Glowing monkeys promise to further medical research: scientists
Last Updated: Thursday, May 28, 2009 | 10:16 AM ET
The Associated Press
In this undated photo released Thursday by Tokyo-based NPG Nature Asia-Pacific, the feet of what is claimed to be the world's first transgenic marmoset infant are shown glowing under ultraviolet light. (E. Sasaki et al/NPG Nature Asia-Pacific/Associated Press)Scientists gave marmosets a gene that made their feet glow green, and one of the animals passed it along to its offspring — the first time that an added gene has been inherited by a monkey.
It was a milestone, experts said, that should make it easier to produce animals with versions of human disease for medical research.
Animals that get added genetic material are called transgenic. While researchers have long created transgenic mice and other animals by giving them extra genetic material, monkeys offer a promising avenue for medical studies because of their similarity to humans.
Researchers have added genes to rhesus macaques before by injecting embryos, but the new work is the first documentation that such genes can be passed along to future generations of monkeys.
That's important because it opens the door to creating colonies of transgenic monkeys by breeding, which would be far simpler than the cumbersome process of making each animal from scratch by injecting a gene into an embryo.
The work is reported in Thursday's issue of the journal Nature by scientists at the Central Institute for Experimental Animals in Kawasaki, Japan, and elsewhere in that country.
The researchers plan to use transgenic marmosets to study such conditions as Parkinson's disease and Lou Gehrig's disease, or ALS.
Anthony Chan of the Emory University School of Medicine in Atlanta said the result boosts his confidence that his transgenic macaques will also pass along their added genes to offspring, once they become old enough to reproduce.

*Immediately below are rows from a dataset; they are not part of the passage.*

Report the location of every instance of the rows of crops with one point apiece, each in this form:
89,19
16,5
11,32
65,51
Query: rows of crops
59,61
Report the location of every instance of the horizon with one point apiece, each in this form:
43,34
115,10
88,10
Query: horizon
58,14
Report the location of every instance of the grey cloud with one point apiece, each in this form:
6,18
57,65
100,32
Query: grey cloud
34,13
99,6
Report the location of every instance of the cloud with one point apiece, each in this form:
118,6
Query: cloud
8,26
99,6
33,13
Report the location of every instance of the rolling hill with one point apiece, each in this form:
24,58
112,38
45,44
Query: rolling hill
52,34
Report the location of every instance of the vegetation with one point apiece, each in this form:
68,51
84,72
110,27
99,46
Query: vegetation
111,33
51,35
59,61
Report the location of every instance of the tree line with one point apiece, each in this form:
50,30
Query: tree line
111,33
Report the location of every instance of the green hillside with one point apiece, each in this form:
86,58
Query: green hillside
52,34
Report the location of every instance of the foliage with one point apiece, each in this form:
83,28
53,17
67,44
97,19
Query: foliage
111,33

For the study, the researchers used a gene that makes tissues glow under ultraviolet light, as an easy way to see where the gene is present. They put the gene in a virus that would insert it into the DNA of cells, and then injected the virus into marmoset embryos.
From these embryos, five healthy marmosets were born. All showed evidence of having inherited the gene.

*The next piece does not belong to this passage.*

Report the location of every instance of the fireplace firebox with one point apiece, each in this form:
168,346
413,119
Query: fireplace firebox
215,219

Later, one of those animals fathered a male by test-tube fertilization. The gene was shown to be active in the offspring's skin.

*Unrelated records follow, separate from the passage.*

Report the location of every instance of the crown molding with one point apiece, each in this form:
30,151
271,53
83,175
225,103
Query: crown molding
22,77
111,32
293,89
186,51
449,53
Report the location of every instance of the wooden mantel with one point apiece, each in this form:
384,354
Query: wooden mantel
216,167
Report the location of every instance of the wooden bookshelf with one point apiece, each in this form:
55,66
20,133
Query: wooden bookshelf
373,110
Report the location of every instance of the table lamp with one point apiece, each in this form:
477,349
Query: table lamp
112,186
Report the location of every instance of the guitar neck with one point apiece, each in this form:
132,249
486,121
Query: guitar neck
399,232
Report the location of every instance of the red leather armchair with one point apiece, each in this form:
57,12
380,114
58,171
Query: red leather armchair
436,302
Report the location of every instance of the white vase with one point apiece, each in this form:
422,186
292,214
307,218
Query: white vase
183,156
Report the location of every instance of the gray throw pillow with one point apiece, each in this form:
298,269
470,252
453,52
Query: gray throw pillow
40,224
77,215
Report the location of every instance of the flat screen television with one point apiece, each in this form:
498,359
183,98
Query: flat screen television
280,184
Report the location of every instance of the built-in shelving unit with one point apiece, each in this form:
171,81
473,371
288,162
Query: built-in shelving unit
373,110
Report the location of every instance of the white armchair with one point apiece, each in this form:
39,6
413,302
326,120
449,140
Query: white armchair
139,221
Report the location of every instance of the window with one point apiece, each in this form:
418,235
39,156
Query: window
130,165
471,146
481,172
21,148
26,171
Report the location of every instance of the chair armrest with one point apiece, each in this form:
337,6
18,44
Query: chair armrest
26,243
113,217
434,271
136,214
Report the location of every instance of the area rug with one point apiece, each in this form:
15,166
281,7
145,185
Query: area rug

"The birth of this transgenic marmoset baby is undoubtedly a milestone," Gerald Schatten of the University of Pittsburgh School of Medicine and a colleague wrote in a Nature commentary.
Transgenic marmosets could be useful for studying infectious diseases, immunology and neurological disorders as well as some genetic disorders like muscular dystrophy, they wrote. But marmoset biology differs enough from humans to prevent study of other disorders like AIDS and tuberculosis, which can be approached instead through other monkeys that are more closely related to humans, they wrote.